Szlachcic dawno już by odpowiedział swoim orężem na tak prymitywne zaczepki. Ale Lothar uczył się. Powoli, ale jednak. Obecnie, rozerwany pomiędzy kariery kanciarza i kupca zareagował inaczej.
Jakoś tak wyszło, że zanim dowiedział się co zaszło między khazadami, a Axelem, Wolfgangiem i Bernhardtem, byli już w drodze i choć nieco żałował, wiedział, że krasnoludy mogą tu sporo ułatwić. W końcu nikt nie znał Czarnych Szczytów lepiej niż one. Poza tym, dwie dziesiątki krasnoludzkich wojowników stojących między Lotharem i przyjaciółmi, a kolejnym przywołanym demonem czy ghulami mogą być różnicą między życiem, a śmiercią. A gdyby spróbował szukać pomocy wśród ludzi, byłaby spora szansa, że trafiłby na kogoś, kto sprzedałby ich wszystkich Etelce.

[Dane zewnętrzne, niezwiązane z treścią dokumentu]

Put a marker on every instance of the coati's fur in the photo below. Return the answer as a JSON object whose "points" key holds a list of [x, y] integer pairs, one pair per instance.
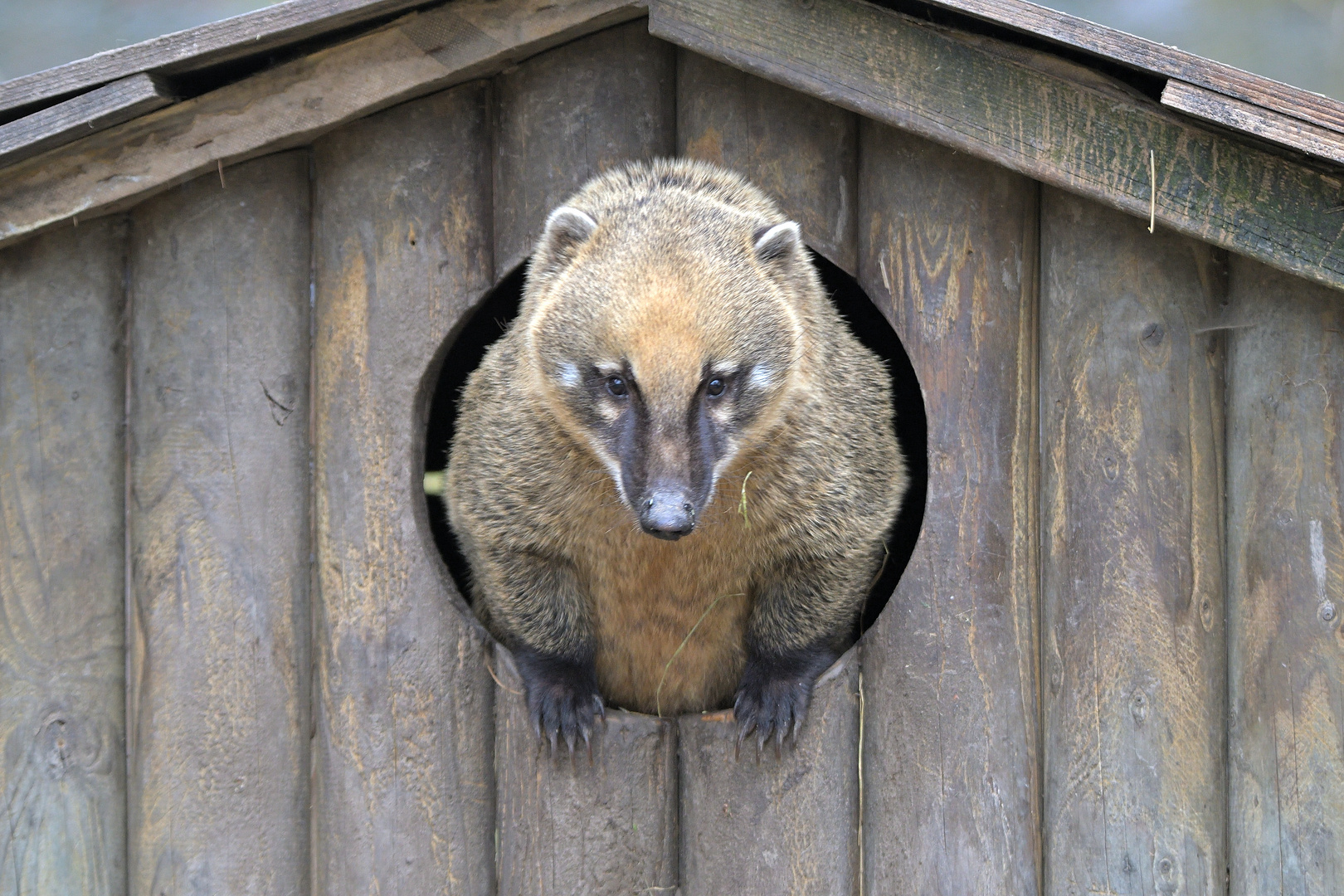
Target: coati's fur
{"points": [[593, 426]]}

- Właśnie tę jędzę mam na myśli - potwierdził nieco przygarbiony (z powodu niskiego sufitu) Lothar - Chcemy ją pojmać lub zabić. Jestem pewien, że z Waszą pomocą damy radę to zrobić. Kto jak kto, ale krasnoludy słyną z silnych wojowników. Nawet jeśli tylko zdobędziemy dowody, że jest wiedźmą, z pewnością dużo łatwiej będzie Wam odzyskać kopalnię - przekonywał, starając się zbytnio nie kaszleć.